Taking advantage of the previous data collected in the same trial of rainbow trout gut and skin microbiome [16], we analyzed together the microbial communities characterizing water, tanks, feed, and fish cutis and gut mucus using high-throughput DNA sequencing techniques. Changes in aquaculture-related microbiomes have an impact on farm and animal conditions and performance, which often tips the balance between farm profit and failure.

Here, we discuss the results first focusing on the environment-associated and host-associated microbiomes and then in the light of aquaculture as a holobiome.

A focus on water ecosystem and the aquaculture built environment

Despite an array of studies evaluating fish gut microbiomes and health, there is a lack of information on how the microbiome of the built environment contributes to fish health and aquaculture system equilibrium. The built environment encompasses all the environments that humans have constructed, including buildings, cars, public transport, other human-built spaces [14], and aquaculture plants [11, 34]. Built environments harbor unique microbial communities, different from those found in other environments on Earth. The aquaculture plant investigated in this study is an experimental-scale facility that uses groundwater to farm fish in a flow-through open system.

Thus, natural (groundwater) and constructed (aquaculture plant) environments are interconnected.

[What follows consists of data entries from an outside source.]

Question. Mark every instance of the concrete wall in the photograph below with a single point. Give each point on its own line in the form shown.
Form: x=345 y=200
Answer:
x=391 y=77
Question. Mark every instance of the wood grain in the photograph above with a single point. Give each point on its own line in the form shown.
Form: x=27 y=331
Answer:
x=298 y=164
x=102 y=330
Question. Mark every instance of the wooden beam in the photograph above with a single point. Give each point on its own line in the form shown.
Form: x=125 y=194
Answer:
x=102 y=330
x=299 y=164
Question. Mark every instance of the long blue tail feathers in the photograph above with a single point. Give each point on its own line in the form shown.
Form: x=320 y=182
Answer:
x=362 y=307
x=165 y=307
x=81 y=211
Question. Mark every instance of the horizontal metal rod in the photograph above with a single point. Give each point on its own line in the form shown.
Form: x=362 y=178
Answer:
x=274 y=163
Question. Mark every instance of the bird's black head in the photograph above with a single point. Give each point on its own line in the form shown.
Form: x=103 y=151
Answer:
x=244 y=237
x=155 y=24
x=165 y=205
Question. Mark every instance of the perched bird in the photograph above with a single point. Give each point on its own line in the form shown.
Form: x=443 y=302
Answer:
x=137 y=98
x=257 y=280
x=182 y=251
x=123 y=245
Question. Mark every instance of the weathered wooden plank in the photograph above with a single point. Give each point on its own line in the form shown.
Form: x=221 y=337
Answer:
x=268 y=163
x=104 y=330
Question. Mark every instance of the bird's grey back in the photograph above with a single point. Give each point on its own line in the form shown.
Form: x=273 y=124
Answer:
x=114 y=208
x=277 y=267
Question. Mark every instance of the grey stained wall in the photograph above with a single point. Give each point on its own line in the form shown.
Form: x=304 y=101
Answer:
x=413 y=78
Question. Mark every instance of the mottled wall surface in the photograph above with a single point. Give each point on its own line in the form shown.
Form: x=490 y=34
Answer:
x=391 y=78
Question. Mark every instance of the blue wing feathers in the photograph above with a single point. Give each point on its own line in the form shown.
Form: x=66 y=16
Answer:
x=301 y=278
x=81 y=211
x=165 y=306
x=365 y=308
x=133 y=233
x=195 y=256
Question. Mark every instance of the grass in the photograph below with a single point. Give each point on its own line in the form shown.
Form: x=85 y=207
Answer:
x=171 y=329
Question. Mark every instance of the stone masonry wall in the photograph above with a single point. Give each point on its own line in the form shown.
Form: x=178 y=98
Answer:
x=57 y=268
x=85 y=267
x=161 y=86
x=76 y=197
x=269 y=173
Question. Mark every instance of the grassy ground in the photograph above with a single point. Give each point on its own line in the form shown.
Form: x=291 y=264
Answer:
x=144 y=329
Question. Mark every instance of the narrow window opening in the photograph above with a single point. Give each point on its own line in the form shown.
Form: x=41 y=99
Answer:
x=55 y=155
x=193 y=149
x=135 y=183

In the flow-throw open system, the flow has a direction from the water upstream to the downstream tanks, where fish are farmed, and feed is administered.

In our study, we collected water samples from three different sampling dates, at the beginning, at the intermediate phase, and at the end of the trial. We had the opportunity to sample inlet water (before entering the tanks) and water tanks for the control diet (A) and diet with 100% substitution with insect meal, but also diets with increasing percentages of substitution level (B: 25% and C: 50%). Overall, the microbiological and chemical characteristics recorded in our study showed high-quality water, with low ammonia levels and no diseased fish along the trial.

No significant differences were recorded between the different feeding formulations administered, proving that substitution with an insect-based meal does not affect water quality. An exception is represented by the bacterial load measured by heterotrophic plate count at 22 °C, which was significantly lower in tanks where formulation D was administered (full replacement of fish meal with T. molitor larvae meal) compared to formulation A (control). Moreover, as expected, the inlet water showed a significantly lower number of CFUs (both grown at 22 and 37 °C) than tank water, irrespective of the sampling date.

Nevertheless, temporal variation (considering sampling date) was reported when measuring nitrogen compounds and bacterial load by 16S rDNA qPCR assay. The bacterial load on the third sampling date was significantly higher than that on the first and second sampling dates. Marmen et al. [35] demonstrated that the structure of the aquatic bacterial communities in the aquaculture system investigated was explained primarily by natural seasonality, whereas aquaculture-related parameters had only a minor explanatory power. However, in our case study, we cannot say if this may be due to the time passed from the beginning of the trial and/or a seasonality effect, considering that the first sampling date was in spring and the last at the end of summer. The discrepancy between the bacterial load measurements assessed via culture-based methods and DNA-based methods is not unexpected, since the former provides evidence of metabolically active heterotrophic bacteria, whereas the latter detects the DNA of both live and dead bacteria, culturable or not. Thus, these complementary methods suggest that there is a driver of changes that can be seen on the sampling date, but also that differences in microbial taxa may exist for different tanks.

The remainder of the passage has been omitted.